Multiarch images #432

BowlesCR · 2025-10-10T21:33:50Z

As discussed briefly in #216

The high-level logic here is to build each postgres/postgis/variant tuple natively (for speed) on both AMD64 and ARM64 separately, then push those images to Dockerhub by digest (ie, untagged). Do some magic with manifests/indexes to reference those digest and push them up to Dockerhub with the human-readable tags.

When someone pulls the image, dockerd will follow the index/manifest chain to resolve the correct image for the runtime's architecture.

If this is merged, it probably obviates #256, #405, #406 (nonexhaustive)

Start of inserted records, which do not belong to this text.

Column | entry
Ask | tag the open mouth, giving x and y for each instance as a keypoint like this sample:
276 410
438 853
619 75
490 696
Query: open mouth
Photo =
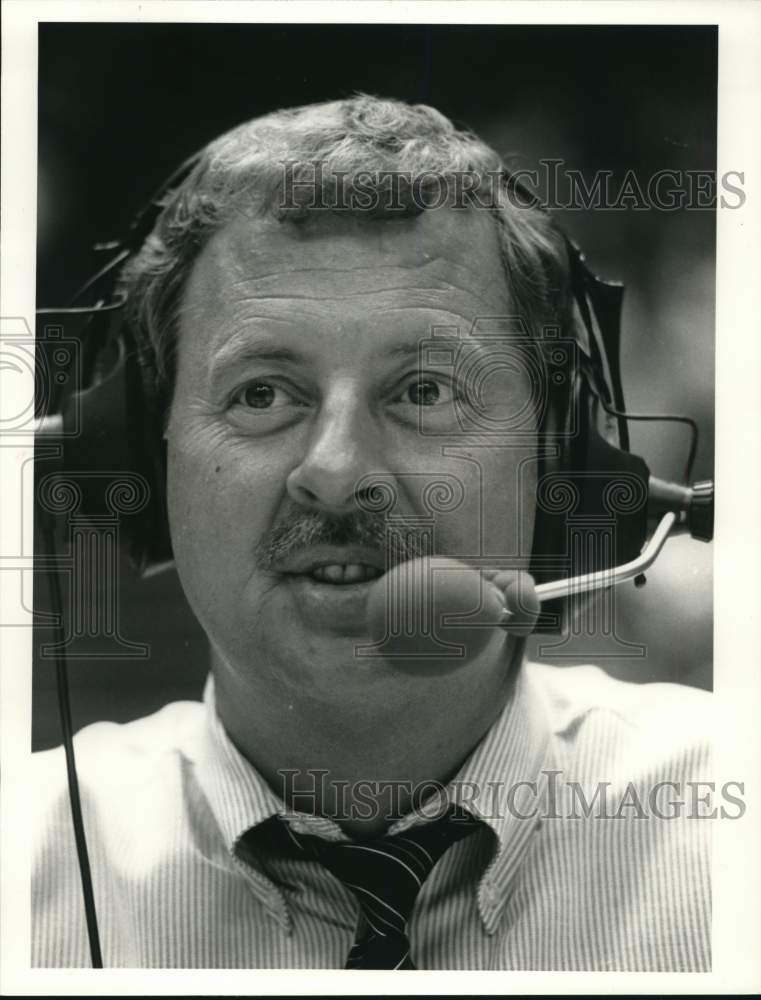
343 574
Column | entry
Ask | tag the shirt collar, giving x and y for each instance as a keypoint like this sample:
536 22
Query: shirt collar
498 784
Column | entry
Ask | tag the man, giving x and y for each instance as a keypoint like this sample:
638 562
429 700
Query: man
326 807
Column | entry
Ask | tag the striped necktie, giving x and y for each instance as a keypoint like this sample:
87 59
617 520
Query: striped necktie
385 876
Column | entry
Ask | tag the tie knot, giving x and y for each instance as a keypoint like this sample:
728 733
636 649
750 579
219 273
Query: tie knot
385 874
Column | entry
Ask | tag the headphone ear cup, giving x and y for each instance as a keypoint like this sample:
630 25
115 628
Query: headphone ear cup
591 509
116 460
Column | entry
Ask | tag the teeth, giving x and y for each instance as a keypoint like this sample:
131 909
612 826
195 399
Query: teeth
345 573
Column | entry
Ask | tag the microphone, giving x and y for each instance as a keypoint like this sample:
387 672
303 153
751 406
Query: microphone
424 607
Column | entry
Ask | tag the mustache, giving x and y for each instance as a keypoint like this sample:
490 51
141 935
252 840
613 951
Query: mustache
298 529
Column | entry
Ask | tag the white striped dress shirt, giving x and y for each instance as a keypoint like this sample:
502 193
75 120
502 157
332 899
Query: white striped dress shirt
546 885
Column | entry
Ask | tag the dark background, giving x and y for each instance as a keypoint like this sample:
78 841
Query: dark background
120 105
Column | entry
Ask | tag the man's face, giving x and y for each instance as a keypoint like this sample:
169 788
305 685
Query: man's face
299 384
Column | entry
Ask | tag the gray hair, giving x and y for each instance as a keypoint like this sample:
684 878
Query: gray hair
360 136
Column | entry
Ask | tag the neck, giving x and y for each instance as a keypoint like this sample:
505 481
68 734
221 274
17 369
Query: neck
375 745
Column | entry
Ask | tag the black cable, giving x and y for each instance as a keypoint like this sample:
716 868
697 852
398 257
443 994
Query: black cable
64 709
675 418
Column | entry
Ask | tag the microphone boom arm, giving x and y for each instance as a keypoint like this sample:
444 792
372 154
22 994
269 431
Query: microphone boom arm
611 577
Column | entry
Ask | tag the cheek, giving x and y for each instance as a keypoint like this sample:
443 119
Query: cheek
221 499
496 514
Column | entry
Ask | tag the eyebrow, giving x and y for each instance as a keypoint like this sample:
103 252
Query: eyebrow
238 352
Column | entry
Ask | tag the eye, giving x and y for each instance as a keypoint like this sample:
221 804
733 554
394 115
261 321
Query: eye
263 395
427 391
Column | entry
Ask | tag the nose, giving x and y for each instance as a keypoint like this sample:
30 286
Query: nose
342 449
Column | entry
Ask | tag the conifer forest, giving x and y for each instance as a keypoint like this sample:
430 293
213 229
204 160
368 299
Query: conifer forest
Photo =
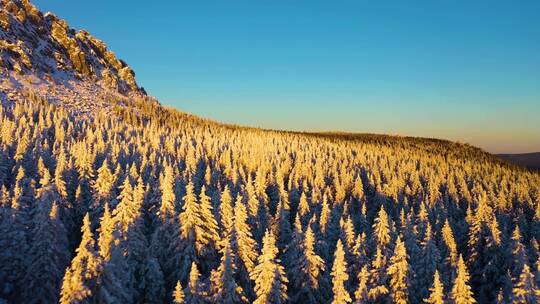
140 203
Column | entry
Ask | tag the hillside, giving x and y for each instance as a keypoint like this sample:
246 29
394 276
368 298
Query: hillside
128 201
40 54
529 160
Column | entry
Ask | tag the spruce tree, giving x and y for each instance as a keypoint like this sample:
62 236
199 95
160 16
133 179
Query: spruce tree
436 295
79 284
340 277
269 275
399 274
461 291
178 294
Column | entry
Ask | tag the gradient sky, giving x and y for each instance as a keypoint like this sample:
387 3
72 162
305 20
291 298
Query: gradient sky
461 70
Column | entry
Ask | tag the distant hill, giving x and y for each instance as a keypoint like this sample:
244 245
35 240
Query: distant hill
529 160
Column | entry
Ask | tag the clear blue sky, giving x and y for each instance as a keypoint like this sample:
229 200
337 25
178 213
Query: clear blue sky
461 70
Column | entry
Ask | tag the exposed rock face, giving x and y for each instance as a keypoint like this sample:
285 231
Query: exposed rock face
41 53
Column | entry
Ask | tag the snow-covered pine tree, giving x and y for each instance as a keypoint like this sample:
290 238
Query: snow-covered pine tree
340 277
79 284
399 274
436 292
461 291
195 290
269 274
178 294
225 290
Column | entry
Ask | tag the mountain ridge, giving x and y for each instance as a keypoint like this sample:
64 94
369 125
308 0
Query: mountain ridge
41 54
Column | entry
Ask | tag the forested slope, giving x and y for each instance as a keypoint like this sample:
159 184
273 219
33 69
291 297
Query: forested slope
151 205
108 197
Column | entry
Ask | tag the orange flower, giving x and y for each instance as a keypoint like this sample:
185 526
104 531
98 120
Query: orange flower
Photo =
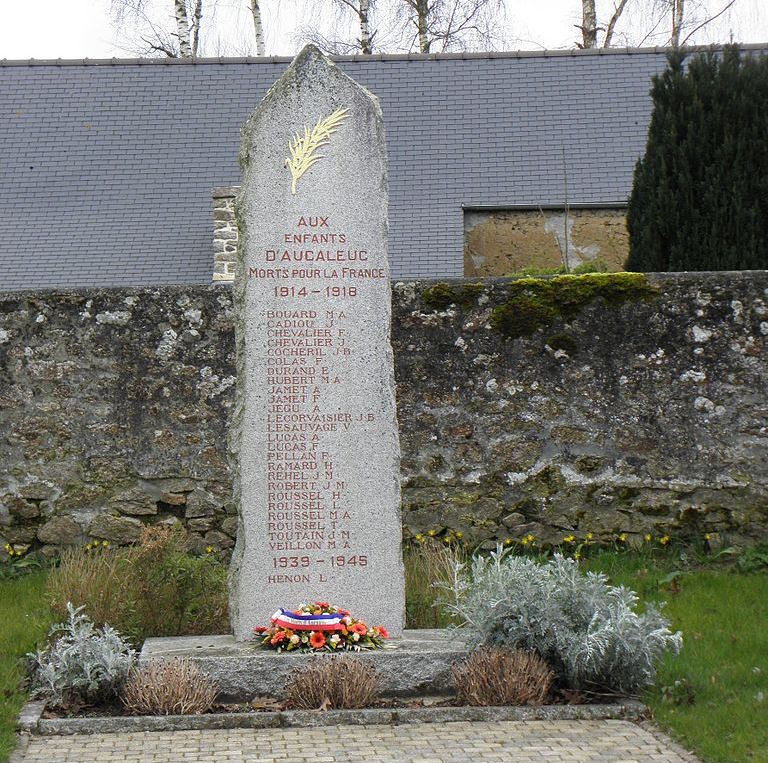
317 640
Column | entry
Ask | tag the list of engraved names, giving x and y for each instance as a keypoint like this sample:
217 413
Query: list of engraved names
317 273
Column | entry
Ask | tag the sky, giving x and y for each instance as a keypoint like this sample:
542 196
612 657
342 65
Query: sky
85 28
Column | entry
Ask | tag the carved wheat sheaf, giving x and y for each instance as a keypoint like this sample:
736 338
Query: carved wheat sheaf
304 148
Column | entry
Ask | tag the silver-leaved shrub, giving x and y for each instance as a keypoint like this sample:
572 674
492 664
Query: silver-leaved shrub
82 664
588 631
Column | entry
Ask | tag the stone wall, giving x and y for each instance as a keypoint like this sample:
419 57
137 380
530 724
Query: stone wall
500 242
629 410
225 233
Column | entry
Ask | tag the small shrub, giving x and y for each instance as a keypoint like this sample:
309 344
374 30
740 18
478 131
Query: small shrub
493 676
427 564
83 665
96 579
586 630
155 588
176 593
173 687
332 683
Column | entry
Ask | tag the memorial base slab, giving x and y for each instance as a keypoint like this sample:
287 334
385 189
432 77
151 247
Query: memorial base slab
417 664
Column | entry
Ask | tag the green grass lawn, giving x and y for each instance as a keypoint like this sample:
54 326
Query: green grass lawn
24 618
723 615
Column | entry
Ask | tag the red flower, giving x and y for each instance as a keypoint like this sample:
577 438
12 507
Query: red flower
317 640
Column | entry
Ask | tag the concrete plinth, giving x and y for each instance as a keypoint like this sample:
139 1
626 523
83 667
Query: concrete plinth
419 663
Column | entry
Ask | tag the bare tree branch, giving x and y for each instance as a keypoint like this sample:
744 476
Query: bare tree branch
611 28
707 21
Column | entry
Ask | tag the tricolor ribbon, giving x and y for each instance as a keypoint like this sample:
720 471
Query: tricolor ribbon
288 619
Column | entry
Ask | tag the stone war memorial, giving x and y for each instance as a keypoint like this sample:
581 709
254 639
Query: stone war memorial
314 442
314 445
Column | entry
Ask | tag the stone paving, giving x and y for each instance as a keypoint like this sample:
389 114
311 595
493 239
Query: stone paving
509 741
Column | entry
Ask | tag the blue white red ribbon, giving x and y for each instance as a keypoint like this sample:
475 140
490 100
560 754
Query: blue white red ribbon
297 622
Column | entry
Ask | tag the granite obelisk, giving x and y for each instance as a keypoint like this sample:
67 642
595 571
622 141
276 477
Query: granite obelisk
314 441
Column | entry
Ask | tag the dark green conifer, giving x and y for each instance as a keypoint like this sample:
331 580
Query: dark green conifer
700 194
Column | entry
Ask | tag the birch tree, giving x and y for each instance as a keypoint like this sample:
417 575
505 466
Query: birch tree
152 35
258 27
590 29
440 26
352 16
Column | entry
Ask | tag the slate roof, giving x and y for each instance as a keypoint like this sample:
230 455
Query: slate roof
107 166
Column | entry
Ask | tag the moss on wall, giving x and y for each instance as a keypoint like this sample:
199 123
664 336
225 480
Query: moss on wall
537 302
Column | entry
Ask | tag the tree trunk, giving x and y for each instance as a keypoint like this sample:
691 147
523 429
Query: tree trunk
196 21
258 28
678 12
611 28
588 24
182 28
365 32
422 11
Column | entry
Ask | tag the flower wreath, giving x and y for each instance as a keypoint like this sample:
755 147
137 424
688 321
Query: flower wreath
318 627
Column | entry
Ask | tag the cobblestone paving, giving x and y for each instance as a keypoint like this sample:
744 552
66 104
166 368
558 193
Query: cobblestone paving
509 741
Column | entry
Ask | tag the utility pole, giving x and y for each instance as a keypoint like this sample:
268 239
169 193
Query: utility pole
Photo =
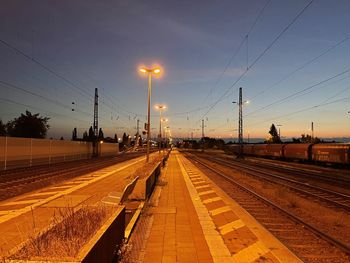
240 125
137 133
202 135
95 126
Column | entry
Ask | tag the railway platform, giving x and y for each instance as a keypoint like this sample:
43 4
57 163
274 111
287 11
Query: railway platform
28 214
195 221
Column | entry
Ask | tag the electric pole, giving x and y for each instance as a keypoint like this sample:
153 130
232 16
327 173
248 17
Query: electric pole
202 135
95 126
240 125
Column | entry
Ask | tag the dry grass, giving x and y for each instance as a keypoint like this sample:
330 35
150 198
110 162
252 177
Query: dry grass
70 231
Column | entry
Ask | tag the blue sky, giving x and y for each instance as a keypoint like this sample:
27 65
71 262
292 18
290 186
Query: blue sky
101 43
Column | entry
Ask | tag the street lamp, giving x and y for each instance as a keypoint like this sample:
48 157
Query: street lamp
240 123
150 72
160 107
279 130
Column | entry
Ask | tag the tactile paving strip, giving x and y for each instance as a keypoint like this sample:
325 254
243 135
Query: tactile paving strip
240 241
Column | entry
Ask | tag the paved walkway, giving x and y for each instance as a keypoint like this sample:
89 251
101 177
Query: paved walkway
195 221
176 234
26 215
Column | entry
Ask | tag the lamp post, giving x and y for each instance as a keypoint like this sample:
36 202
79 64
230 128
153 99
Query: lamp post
150 72
279 130
160 107
240 123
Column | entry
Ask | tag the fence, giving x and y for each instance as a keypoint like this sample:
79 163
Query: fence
27 152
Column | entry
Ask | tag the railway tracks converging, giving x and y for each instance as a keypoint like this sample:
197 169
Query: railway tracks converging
307 241
326 196
19 181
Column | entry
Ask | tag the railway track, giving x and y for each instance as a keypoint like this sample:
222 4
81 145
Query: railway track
335 177
19 181
326 196
308 242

ImreSamu · 2025-10-15T06:52:07Z

Hi @BowlesCR ,

Thank you for this PR.
(I am one of the maintainers, replying on my own behalf for now.)

TL;DR : This is a substantial change. I have been reviewing it for a few days, and my current view is that, while a few items need adjustment, the proposal looks practical and on a good path.

Proposal: run as a parallel test workflow first

To minimize any risk to the published images, could we run this as a separate test workflow first?

Please:

Use .github/workflows/test.yml and keep .github/workflows/main.yml unchanged.
Use a test Docker Hub repository for images:
DOCKERHUB_REPO: postgis/postgis -> DOCKERHUB_REPO: postgis/docker-postgis-test.

Optional:

Add env LATEST_VERSION=17-3.5 to define which build is tagged as latest, and implement the related tagging.
Implement <DOCKERHUB_REPO> description refresh from README.md.
Implement a CI check to ensure the official test output contains: ( 'postgis-basics' [6/6]...passed )
Adjust the schedule to avoid overlap and to test daily:
- - cron: '15 5 * * 1' -> - cron: '15 13 * * *'.
For quicker feedback, you may temporarily simplify the matrix
- comment out the *-master and pg13-pg16 entries .
If possible, please re-run and share a test run (for example, from your fork) so we can review the workflow logs and inspect the built images. ( DOCKERHUB_REPO: bowlescr/docker-postgis-test ? )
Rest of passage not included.